Touring the ghost towns of the west certainly is the means for opening the door to the past. A lot can be learned during the experience, especially for children that are fascinated by rustic old structures. Modern folks that have gold fever will relish the thought of visiting ghost towns too, since most of these abandoned towns had their origins in boom to bust mining operations. Some of the most famous gold rush ghost towns are located in California and Nevada, while the old territories in the Rocky Mountain Range also have several that are well worth checking out too. In fact, some of the best preserved old west ghost towns are found along the Yankee Fork of the Salmon River in the mountains of Idaho, which once was a gold producing region back in the early days.
Powder gold was discovered in the Yankee Fork in the mid 1800s and it did not take long for prospectors to arrive in numbers. Stakes were claimed and soon after the riverbank placer and mountain lode mining operations started taking shape. Small towns sprouted up for support near each mining area and by 1877 Custer City was established. According to historical records, Custer City was known for being a place where gold speculators generated funding from investors abroad. Custer City was supported by two major mining operations in the local area, but the economic stability did not last long. The mining operations only lasted a couple of decades before the price of gold declined and the labor intensive extraction process was no longer worthwhile. By 1910 Custer City was completely abandoned and what remained has been preserved.
The brief Yankee Fork Dredge operations that began in the 1940s arrived too late to save the day. By this time, Custer City was long gone and so were several of the other abandoned neighboring mining towns. Between hydraulic mining and the big steel dredge, the Yankee Fork River suffered massive destruction and the major restoration projects continue to this day.
Custer City was originally preserved as a Challis National Forest Historic Site, so the most prominent buildings still stand in fairly good condition in a cleared area near the river. This ghost town is open to the public and no fees are required, so this is a family friendly place to explore. Basic facilities are available and the old schoolhouse museum is open during the short summer season.
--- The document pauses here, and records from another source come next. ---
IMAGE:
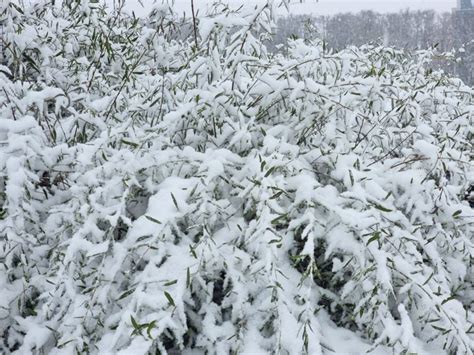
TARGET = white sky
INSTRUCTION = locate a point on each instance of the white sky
(330, 6)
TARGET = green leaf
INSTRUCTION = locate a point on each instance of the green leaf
(174, 201)
(188, 278)
(375, 237)
(172, 282)
(269, 171)
(132, 144)
(149, 328)
(382, 208)
(170, 299)
(126, 294)
(448, 299)
(154, 220)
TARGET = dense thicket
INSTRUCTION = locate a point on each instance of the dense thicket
(164, 195)
(449, 32)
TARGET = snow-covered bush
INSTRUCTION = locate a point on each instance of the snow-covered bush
(162, 194)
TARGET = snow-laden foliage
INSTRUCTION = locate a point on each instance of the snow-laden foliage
(164, 194)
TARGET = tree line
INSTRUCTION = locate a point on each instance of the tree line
(449, 32)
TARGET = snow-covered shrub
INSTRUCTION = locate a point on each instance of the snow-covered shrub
(162, 194)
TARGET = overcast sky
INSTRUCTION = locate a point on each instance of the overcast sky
(335, 6)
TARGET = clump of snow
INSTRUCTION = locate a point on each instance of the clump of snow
(157, 196)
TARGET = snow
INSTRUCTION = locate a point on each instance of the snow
(158, 196)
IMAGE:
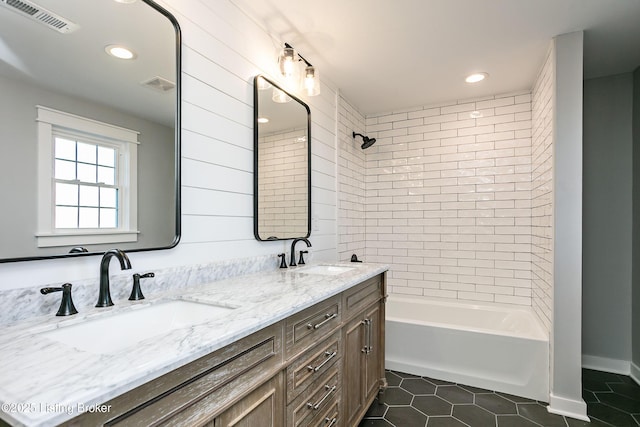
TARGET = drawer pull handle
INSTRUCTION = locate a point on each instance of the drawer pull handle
(329, 357)
(321, 401)
(327, 317)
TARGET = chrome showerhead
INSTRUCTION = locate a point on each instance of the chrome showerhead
(366, 141)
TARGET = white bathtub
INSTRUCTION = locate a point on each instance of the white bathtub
(493, 347)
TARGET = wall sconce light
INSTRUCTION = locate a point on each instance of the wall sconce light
(289, 67)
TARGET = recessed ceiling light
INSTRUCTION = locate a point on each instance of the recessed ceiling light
(120, 52)
(476, 77)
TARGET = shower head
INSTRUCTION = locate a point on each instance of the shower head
(366, 141)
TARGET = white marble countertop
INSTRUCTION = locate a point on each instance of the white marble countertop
(43, 382)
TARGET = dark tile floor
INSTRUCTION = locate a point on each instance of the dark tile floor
(413, 401)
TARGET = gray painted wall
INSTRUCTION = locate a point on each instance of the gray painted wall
(607, 218)
(18, 173)
(635, 327)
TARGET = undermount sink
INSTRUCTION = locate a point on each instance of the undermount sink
(114, 332)
(327, 270)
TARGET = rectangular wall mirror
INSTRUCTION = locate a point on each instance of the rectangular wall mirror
(89, 132)
(282, 163)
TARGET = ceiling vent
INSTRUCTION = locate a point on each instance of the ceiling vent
(39, 14)
(160, 84)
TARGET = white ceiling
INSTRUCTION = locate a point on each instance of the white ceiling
(387, 55)
(76, 63)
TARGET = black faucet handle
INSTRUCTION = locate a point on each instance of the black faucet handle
(136, 291)
(283, 262)
(66, 305)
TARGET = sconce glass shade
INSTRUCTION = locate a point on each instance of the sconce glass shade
(287, 62)
(280, 96)
(311, 81)
(263, 84)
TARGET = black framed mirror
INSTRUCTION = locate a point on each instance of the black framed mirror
(90, 142)
(282, 163)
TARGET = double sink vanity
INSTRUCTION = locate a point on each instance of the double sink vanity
(300, 346)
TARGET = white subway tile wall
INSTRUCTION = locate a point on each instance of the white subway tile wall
(448, 199)
(542, 193)
(351, 183)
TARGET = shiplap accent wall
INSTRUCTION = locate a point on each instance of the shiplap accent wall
(542, 194)
(351, 194)
(223, 50)
(449, 199)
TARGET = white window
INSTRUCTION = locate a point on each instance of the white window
(87, 183)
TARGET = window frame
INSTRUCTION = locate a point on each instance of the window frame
(52, 122)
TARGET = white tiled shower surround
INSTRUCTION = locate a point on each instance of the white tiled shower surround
(542, 194)
(351, 183)
(449, 199)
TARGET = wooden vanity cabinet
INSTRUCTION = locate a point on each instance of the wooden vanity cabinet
(262, 407)
(363, 349)
(319, 367)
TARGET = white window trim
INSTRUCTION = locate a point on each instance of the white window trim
(46, 235)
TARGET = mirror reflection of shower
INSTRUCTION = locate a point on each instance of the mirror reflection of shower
(366, 141)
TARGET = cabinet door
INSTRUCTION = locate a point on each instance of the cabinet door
(373, 351)
(354, 370)
(262, 407)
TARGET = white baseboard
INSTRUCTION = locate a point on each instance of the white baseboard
(635, 373)
(606, 364)
(568, 407)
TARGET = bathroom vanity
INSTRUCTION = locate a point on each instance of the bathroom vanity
(299, 347)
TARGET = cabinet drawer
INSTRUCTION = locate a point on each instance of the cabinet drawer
(316, 398)
(190, 395)
(362, 295)
(312, 365)
(312, 324)
(330, 417)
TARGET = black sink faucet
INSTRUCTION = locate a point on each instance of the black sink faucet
(104, 298)
(293, 249)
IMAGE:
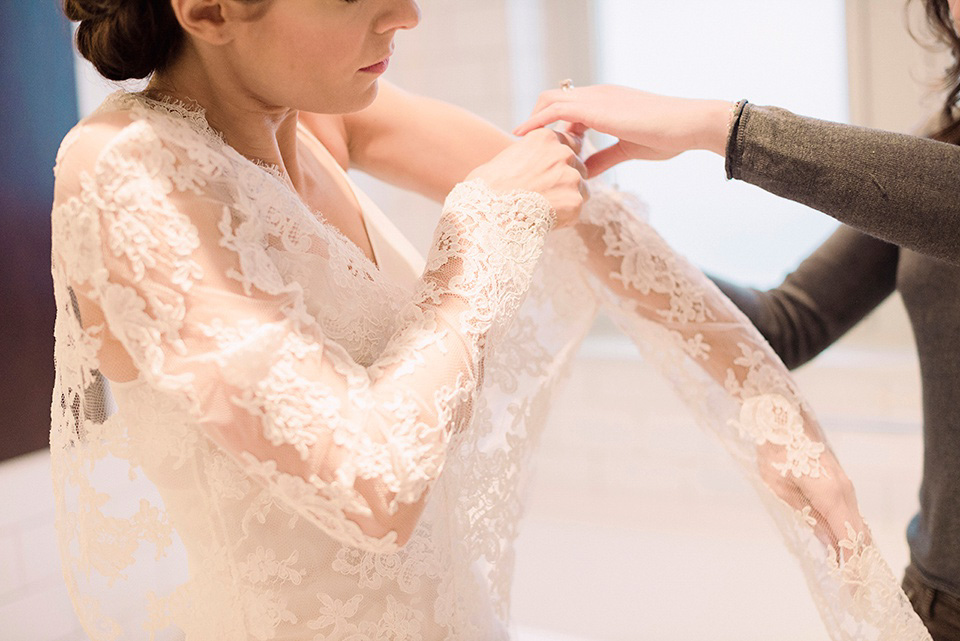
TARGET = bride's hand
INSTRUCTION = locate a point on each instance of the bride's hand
(649, 126)
(545, 162)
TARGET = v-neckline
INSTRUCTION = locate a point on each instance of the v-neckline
(196, 117)
(375, 261)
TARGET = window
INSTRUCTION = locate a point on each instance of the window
(789, 54)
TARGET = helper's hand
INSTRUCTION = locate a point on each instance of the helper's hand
(545, 162)
(649, 126)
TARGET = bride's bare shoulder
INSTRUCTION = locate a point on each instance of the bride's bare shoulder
(331, 131)
(84, 143)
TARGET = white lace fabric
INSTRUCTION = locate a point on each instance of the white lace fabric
(302, 449)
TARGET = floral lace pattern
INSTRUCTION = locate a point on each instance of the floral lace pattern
(300, 449)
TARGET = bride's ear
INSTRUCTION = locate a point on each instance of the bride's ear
(208, 20)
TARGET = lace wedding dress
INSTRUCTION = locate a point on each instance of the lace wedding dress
(258, 433)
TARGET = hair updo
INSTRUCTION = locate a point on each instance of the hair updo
(126, 39)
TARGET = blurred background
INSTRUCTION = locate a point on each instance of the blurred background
(638, 525)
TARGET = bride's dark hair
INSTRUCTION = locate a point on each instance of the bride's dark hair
(126, 39)
(941, 23)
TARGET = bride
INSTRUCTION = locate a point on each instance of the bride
(274, 419)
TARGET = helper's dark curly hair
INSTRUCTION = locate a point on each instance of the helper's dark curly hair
(941, 23)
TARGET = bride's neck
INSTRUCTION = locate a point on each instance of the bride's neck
(261, 132)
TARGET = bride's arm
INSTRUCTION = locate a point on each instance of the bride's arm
(418, 143)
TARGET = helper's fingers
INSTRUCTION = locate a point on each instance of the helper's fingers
(550, 114)
(606, 158)
(580, 166)
(568, 136)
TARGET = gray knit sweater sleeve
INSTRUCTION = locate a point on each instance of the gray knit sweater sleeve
(845, 279)
(899, 188)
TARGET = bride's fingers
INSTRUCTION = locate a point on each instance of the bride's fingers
(576, 129)
(568, 111)
(570, 139)
(606, 158)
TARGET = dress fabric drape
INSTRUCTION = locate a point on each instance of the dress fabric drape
(259, 434)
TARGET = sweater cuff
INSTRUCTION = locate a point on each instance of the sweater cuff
(734, 150)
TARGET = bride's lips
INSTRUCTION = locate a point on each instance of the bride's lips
(380, 67)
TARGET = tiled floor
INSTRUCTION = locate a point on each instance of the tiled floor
(638, 525)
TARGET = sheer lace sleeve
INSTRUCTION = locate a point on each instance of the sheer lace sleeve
(167, 257)
(728, 375)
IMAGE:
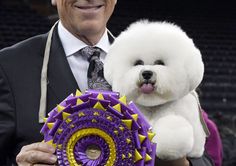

In recent years, the Yankee Fork State Park was established to protect the historical significance of this entire mining district, which includes the Yankee Fork Dredge, Custer City, Bayhorse and the Bonanza Ghost Towns. Doing the complete tour of all these historic sites can be done in one day, but some of the dirt roads can be too rough for an ordinary passenger car. There are alternative smooth travel routes in this area, so it pays to do some mapping research when making plans. Custer City is a great place to start the venture and the little museum will provide an interesting window to the past!